OPL 245 Scam: Nigeria lost $10bn – Global Witness

Government is putting to­gether water-tight evidence for the prosecution of Ni­gerians and international oil giants Eni and Shell, over the controver­sial OPL 245 Production Sharing Contract scam.

This decision was reached shortly after the Malian Palace of Justice in Italy, commenced the prosecution of the two oil giants following damning evidence un­earthed by Simon Taylor, found­ing director of an anti-corruption group, Global Witness.

Taylor’s Global Witness, and several media houses have for years conducted extensive investigation into the oil deal, even when the Ni­gerian government seemed unwill­ing to do so.

With the exception of the Ni­gerian Extractive Industries and Transparency Initiative (NEI­TI) that remained the lone pub­lic institution bringing up series of scams in the nation’s oil and extrac­tive industries, every other public institution, including the Nigeria National Petroleum Corporation (NNPC), have kept sealed lips, giv­ing the impression of complicity.

The Malabu deal exposed two international oil and gas giants, Royal Dutch Shell and Italian Ag­ip-Eni, which allegedly paid about $1.1 billion to Chief Dan Etete, a former Nigerian petroleum min­ister, who had previously been convicted of money laundering in France.

Incidentally, the Whistle blow­ers said the amount lost by Nige­rian in the deal is well in excess of $10 billion.

Eni CEO, Claudio Descalzi and four ex-Shell managers, in­cluding former Shell Foundation Chairman, Malcolm Brinded, are on trial over the scam in far-away Italy.

Two men named in the case – Emeka Obi, a Nigerian consultant in England, and Gianluca Di Nar­do, an Italian, according to inves­tigations by Global Witness, stood as middlemen in the deal that en­sured the transfer of the funds through international bank ac­counts. These men have already been convicted over the deal.

Yesterday in Abuja, the repre­sentatives of Global Witness led by Mr Barnabas pace; the Head of Public Relations Department of the Economic and Financial Crimes Commission, Osita Waja (who represented chairman of the com­mission); Chief Oko Obno-Obla, chairman of the Presidential Com­mittee on the Recovery of Public Property; Chief Orji Ogbonnaya Orji of NEITI; Hon. Kayode Ol­adele, Chairman of the House Committee on Anti-Corruption, and Mr. Garba Abari, Director-General of the National Orienta­tion Agency (NOA), held a session where they compared notes on the OPL 245 scam.

They agreed that Nigeria nev­er got a fair deal in the Production Sharing Agreements (PSA) it en­tered into with foreign oil compa­nies.
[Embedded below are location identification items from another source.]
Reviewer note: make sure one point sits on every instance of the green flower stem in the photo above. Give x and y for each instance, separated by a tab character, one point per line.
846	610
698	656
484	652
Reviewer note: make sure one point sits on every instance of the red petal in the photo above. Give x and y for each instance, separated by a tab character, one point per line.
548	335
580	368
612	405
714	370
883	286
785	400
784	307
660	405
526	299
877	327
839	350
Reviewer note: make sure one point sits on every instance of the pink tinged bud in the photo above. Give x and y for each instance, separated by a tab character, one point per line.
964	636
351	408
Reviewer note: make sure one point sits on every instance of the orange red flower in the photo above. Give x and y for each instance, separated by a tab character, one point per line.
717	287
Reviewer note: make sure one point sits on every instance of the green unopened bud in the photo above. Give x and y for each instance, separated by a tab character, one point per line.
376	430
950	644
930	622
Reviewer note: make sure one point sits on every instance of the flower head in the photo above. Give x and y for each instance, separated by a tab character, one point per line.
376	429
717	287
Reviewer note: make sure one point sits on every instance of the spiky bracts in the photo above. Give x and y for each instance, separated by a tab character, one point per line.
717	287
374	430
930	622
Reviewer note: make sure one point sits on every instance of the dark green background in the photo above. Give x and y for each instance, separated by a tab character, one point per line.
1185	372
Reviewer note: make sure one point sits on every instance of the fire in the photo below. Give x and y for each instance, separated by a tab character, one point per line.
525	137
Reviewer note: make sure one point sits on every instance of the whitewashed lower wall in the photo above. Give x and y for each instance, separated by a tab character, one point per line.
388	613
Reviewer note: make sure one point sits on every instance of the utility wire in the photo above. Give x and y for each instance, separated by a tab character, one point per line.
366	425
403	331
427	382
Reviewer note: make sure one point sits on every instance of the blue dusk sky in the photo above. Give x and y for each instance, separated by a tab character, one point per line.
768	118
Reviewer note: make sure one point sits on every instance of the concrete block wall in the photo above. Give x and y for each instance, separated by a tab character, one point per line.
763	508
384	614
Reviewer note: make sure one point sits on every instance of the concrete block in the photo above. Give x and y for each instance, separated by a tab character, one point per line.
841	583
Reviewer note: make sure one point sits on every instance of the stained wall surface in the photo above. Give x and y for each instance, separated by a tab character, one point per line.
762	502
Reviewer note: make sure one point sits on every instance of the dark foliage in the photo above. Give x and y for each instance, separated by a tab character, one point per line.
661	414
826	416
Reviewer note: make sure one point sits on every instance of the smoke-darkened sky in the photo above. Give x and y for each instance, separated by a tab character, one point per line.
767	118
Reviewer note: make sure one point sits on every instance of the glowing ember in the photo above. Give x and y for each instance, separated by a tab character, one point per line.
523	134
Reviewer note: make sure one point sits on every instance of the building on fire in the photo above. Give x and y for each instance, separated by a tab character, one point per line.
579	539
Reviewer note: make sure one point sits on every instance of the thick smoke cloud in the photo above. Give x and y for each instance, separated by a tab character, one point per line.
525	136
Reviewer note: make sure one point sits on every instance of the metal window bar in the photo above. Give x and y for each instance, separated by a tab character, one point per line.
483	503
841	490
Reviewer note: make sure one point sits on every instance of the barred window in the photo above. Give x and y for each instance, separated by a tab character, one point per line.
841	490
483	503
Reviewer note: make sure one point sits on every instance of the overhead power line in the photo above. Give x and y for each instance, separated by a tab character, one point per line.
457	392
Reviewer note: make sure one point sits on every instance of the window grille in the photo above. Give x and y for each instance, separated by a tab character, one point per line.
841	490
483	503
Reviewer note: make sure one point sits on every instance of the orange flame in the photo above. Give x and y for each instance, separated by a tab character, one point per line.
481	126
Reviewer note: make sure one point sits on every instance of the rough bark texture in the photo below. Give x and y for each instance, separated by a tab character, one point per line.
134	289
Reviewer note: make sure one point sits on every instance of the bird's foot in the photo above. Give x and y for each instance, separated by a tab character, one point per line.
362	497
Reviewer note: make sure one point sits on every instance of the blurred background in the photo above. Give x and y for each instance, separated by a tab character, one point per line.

Dr. Orji in particular, lamented that all the red flags raised by NEI­TI were treated with levity by the government due to suspected pri­vate interests.

Waja and Obno-Obla said the only way out is for government to vigorously pursue justice in areas where economic fraud had been noticed, which is why Obno-Obla stressed that his panel had seized several property suspected to have been acquired with proceeds of corruption.

Hon. Oladele on his part said the House is surprised that after it recommended the cancellation of the sale of OPL 245, government is yet to do so.

“I therefore reiterate the stance of the parliament, that Nigerian government must ur­gently review the OPL contract agreement, especially consid­ering new discoveries that have provided further insight into the rip-off,” he stressed.